Persnickety

From the Desk of Gary Garrison
Persnickety

Originally Published in The Dramatist

It took me until the tenth grade in high school to find the one class that I could excel in, a class that I actually proudly sat in the front row for, did all the homework assigned, asked for extra-credit work outside of class (unheard of!) and sat with rapt attention from the moment the bell rang signaling its beginning through to its end. I loved my typing class because my beige/brown IBM electric typewriter took up the entire desk and I never had to pretend that I was interested in a deadly dull subject by haphazardly scattering papers, pencils and an open book all over my desk. Call me crazy (and many did), but there was something about that clean, neat, tight, steel case with black keys and bright, white letters that made me want to finger a symphony of machination through it. The daily typing test got my heart racing in a way corndog-on- a-stick (my other great high school love) could never match.

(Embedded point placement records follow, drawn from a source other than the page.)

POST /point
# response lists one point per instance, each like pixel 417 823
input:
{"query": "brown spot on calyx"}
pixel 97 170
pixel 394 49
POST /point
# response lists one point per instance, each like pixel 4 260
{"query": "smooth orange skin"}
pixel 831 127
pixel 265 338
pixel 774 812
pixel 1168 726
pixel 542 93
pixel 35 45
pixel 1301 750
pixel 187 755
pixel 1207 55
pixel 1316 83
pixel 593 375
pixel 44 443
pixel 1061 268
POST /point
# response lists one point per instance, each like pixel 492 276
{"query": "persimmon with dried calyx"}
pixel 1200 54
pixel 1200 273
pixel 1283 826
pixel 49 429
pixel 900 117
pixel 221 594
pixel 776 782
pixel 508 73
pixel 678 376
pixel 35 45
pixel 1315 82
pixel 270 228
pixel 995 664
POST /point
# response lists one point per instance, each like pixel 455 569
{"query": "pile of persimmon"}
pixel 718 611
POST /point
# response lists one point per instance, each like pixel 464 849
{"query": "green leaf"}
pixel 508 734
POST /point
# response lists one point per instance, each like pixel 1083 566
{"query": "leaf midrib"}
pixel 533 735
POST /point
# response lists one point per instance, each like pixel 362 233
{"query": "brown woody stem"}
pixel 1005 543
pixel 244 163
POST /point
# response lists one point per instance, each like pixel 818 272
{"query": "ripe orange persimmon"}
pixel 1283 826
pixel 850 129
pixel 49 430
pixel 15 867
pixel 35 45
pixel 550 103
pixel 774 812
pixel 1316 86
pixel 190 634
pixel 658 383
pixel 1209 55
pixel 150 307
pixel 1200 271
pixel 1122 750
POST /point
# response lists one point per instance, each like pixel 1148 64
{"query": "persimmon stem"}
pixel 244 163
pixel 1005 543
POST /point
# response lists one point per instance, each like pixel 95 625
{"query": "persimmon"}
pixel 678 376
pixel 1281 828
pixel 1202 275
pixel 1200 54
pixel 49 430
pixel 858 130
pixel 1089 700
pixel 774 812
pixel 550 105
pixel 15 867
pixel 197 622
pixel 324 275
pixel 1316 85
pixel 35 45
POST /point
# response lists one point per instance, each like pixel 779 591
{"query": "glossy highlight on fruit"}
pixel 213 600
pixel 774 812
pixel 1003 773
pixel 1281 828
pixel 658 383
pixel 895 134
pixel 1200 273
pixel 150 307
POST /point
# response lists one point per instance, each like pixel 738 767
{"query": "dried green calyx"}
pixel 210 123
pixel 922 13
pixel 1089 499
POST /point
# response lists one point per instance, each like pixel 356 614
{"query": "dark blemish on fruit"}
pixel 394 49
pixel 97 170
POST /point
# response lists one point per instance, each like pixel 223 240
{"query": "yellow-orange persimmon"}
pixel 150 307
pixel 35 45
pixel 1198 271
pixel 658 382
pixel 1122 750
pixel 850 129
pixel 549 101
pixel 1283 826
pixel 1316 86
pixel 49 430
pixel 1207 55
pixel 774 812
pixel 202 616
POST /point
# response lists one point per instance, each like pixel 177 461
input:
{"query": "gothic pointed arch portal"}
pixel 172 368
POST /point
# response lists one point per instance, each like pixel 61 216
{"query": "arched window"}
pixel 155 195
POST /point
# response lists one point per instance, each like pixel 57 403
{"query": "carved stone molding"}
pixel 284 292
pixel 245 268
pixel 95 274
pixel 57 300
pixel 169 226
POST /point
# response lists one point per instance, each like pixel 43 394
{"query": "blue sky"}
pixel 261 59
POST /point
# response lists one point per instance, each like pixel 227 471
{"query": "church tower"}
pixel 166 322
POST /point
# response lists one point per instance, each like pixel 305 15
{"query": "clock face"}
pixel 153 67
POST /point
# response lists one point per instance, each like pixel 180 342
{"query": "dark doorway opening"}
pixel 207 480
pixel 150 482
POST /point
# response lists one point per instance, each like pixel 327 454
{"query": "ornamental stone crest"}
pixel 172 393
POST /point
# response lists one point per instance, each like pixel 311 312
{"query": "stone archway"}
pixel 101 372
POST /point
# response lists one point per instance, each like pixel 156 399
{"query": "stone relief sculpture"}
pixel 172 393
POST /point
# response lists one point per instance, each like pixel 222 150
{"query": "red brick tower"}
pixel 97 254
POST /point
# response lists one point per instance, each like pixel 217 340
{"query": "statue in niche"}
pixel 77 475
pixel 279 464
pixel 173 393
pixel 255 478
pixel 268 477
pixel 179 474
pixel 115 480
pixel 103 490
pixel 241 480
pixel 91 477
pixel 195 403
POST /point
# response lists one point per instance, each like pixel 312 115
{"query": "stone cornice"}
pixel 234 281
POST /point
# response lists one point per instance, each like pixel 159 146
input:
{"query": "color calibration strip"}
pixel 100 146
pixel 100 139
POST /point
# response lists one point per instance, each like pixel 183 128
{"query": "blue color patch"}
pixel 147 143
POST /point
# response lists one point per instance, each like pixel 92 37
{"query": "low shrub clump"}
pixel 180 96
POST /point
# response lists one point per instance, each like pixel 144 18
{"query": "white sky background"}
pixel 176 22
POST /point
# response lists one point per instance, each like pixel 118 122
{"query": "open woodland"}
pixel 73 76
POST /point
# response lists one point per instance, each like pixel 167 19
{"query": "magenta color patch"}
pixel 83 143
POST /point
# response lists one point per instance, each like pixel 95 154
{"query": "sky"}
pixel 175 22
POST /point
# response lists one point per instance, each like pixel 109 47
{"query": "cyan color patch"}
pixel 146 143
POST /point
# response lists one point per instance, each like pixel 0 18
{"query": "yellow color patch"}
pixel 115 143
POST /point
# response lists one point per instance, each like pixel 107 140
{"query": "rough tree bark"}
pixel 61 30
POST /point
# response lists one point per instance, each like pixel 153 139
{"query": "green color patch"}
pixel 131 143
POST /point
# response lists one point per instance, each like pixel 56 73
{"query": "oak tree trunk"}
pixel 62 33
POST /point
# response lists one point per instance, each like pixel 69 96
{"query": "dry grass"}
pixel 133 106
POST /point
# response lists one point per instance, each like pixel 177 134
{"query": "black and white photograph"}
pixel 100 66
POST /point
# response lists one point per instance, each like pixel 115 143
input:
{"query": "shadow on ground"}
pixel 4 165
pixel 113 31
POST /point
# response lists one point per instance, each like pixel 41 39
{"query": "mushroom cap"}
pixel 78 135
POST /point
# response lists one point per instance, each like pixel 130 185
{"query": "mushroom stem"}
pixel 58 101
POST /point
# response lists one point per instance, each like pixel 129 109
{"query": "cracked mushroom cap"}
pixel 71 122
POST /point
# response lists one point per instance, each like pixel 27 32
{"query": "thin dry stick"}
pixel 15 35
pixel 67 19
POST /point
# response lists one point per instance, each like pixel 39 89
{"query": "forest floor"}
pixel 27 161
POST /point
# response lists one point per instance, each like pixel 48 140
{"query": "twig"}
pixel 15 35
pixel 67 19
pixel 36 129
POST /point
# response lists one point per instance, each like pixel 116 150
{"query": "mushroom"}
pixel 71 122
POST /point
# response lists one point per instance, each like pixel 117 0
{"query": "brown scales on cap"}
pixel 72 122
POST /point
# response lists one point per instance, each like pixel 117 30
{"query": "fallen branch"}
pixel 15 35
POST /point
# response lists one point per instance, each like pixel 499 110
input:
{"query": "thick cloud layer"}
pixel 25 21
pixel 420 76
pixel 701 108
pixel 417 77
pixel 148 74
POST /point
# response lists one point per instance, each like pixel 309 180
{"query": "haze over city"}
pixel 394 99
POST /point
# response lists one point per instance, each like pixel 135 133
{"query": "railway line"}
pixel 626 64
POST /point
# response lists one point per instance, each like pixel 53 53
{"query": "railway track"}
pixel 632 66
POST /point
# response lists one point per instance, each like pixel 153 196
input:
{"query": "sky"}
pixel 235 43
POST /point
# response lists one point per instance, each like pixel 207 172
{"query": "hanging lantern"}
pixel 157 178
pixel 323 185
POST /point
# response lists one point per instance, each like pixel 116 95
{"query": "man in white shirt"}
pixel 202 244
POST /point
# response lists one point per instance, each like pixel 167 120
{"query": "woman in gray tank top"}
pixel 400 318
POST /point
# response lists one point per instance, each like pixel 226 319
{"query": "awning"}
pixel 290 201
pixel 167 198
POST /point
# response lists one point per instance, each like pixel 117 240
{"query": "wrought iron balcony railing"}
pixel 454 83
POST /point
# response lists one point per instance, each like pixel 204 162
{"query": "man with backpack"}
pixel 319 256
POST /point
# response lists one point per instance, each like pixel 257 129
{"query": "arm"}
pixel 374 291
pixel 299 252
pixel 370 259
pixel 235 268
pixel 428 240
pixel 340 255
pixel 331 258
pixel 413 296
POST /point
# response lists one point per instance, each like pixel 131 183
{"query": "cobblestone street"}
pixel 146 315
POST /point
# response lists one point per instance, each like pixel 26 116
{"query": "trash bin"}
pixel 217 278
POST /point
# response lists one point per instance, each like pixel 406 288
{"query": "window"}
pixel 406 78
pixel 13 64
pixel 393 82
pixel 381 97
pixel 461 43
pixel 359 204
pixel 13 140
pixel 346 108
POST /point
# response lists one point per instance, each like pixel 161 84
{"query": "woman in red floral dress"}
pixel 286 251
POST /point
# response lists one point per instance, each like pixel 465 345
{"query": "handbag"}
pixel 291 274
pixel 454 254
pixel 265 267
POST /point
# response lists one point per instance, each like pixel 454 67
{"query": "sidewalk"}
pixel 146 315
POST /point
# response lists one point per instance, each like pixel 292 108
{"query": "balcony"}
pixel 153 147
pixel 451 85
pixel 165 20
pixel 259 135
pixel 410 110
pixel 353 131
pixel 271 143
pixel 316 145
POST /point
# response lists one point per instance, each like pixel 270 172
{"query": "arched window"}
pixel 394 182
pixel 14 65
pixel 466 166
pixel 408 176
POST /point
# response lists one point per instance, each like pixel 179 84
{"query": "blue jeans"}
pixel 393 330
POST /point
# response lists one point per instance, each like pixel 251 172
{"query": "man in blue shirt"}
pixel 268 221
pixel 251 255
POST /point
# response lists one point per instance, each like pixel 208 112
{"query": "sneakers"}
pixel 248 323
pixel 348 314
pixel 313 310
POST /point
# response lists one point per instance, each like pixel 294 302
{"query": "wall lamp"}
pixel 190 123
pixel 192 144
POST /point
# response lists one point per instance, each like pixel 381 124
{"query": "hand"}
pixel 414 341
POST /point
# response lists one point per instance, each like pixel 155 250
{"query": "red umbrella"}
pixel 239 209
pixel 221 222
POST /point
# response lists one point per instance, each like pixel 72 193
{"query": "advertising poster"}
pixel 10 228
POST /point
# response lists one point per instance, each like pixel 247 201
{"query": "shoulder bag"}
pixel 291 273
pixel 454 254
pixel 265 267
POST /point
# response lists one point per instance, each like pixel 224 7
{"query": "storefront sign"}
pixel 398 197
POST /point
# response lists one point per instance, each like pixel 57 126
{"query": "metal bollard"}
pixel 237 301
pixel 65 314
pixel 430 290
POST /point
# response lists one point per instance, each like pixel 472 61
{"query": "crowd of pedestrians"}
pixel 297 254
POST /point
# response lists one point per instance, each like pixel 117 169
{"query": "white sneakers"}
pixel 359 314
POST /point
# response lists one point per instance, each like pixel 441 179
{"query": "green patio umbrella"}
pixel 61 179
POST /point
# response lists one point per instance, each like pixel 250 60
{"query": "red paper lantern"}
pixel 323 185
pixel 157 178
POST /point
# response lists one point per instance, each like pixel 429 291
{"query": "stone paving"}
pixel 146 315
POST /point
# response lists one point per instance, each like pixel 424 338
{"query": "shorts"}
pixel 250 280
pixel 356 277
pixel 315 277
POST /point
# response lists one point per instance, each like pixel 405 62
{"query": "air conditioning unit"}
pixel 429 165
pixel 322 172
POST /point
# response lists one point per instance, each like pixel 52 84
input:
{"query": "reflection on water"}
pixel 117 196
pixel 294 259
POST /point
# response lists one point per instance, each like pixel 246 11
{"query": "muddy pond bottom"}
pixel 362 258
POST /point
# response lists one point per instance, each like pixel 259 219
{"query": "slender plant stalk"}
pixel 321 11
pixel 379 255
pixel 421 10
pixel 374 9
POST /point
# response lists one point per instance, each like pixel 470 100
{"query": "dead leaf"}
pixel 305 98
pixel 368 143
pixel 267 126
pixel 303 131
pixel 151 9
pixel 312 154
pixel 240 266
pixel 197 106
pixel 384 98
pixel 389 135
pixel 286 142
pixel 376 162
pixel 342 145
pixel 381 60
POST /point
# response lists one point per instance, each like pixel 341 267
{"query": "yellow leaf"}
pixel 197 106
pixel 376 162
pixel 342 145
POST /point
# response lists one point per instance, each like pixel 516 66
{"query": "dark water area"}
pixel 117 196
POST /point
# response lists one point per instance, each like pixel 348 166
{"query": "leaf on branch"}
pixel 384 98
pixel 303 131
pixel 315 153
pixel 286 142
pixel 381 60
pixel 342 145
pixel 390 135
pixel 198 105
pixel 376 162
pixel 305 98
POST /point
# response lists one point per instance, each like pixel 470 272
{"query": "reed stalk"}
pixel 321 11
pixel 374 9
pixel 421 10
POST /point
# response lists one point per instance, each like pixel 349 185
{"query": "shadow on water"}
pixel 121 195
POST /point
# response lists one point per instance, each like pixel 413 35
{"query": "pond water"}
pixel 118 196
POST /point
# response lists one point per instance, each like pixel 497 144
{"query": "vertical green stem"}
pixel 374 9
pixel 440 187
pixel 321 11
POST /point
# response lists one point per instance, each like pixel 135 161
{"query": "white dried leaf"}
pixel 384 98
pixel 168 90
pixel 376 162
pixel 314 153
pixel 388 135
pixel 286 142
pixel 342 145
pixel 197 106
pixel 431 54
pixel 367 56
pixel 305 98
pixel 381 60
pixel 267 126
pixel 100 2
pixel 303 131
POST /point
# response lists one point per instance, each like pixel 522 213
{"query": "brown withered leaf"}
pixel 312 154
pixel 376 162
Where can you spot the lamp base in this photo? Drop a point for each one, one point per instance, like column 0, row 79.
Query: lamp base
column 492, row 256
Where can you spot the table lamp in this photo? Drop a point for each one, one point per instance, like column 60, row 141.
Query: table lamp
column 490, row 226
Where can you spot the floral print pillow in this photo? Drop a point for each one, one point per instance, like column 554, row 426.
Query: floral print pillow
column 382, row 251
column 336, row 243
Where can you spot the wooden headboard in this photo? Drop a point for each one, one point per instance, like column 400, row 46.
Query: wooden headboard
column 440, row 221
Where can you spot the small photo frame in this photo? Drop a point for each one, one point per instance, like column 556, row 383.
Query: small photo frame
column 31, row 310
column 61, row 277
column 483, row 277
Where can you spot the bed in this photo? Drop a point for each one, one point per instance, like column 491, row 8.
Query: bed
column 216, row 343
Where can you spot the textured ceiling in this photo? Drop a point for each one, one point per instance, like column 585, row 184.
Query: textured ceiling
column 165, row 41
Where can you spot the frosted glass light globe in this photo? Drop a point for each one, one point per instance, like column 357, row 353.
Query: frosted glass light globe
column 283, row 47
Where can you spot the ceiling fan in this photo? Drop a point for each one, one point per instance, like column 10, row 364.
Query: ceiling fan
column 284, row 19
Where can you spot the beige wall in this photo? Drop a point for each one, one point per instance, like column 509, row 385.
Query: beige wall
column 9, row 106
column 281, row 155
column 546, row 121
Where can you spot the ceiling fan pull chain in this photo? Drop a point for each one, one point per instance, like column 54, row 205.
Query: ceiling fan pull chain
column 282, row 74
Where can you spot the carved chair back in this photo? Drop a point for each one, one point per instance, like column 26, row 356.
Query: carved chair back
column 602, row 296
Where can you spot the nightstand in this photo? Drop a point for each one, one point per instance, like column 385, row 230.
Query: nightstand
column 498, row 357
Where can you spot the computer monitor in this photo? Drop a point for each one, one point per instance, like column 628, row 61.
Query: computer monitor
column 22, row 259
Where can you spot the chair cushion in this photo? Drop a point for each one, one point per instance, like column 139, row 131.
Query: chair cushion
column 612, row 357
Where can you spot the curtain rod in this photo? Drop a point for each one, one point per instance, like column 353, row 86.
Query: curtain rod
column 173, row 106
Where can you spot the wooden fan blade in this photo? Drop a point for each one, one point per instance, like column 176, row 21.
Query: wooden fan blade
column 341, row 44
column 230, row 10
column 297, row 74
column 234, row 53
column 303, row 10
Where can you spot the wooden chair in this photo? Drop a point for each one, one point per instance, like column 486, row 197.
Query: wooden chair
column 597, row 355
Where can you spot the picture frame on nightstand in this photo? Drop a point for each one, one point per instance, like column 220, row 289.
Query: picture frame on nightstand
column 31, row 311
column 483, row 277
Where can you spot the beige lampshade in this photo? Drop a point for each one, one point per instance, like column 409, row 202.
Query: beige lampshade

Miss Clemmons, the goddess of all things business-practical and home-technical in my high school (she heralded for her revolutionary teaching approach to home economics), was healthy competition for my IBM Selectric: more clean, neat, tight and steely you couldn’t come by. You could bounce a quarter off her cheek and she’d never feel thing. And the woman had no sense of humor; trust me, I tried all my best material the first two days of class and got nothing back but a cold stare. By the third day I realized she was all business (how fitting for a business class), and was in a word, persnickety. You had to sit the right way, hold your hands the right way, type the right way, ask your questions the right way, excuse yourself to the restroom the right way and
God forbid you should sneeze and spray the room with no sense of control or order.

Everyone hated her, but I worshipped her. She was all things order; all things refined to appropriate presentation. And she taught me the most valuable business lessons I continued to use well beyond the years when a Selectric keyboard was replaced by the clackity-clackity- clack of a white plastic console with a translucent apple glowing on it. Yes, it’s a pain in the butt to keep my writer’s resume updated, easy to read and uncluttered with yet one more unimportant reading. I loathe writing a clear, concise, engaging and compelling synopsis of my work that doesn’t look heavy on the page. I fatigue at the thought of writing cover letters that balance too much with not enough. I groan when I start a new play and fret over where to appropriately put the character names, the stage directions and the dialogue. And yet, I know when I’m lazy with any of it, it looks just that: lazy and careless.

I care too much about my art to ever look lazy. I know lit managers and interns-as-readers can sometimes be unrealistic and often frustrating about wanting ten separate pieces of material to accompany one submission. But like it or not, there’s a business aspect to our art-making, and I can either play by the rules or sit frustrated in the playground wondering why no one wants to play with me. Too often in our training programs or in our own self-education, we spend inordinate amounts of time and energy learning to write the best play and little to no time learning to be a playwright – which means embracing -- not fighting -- the business of the business.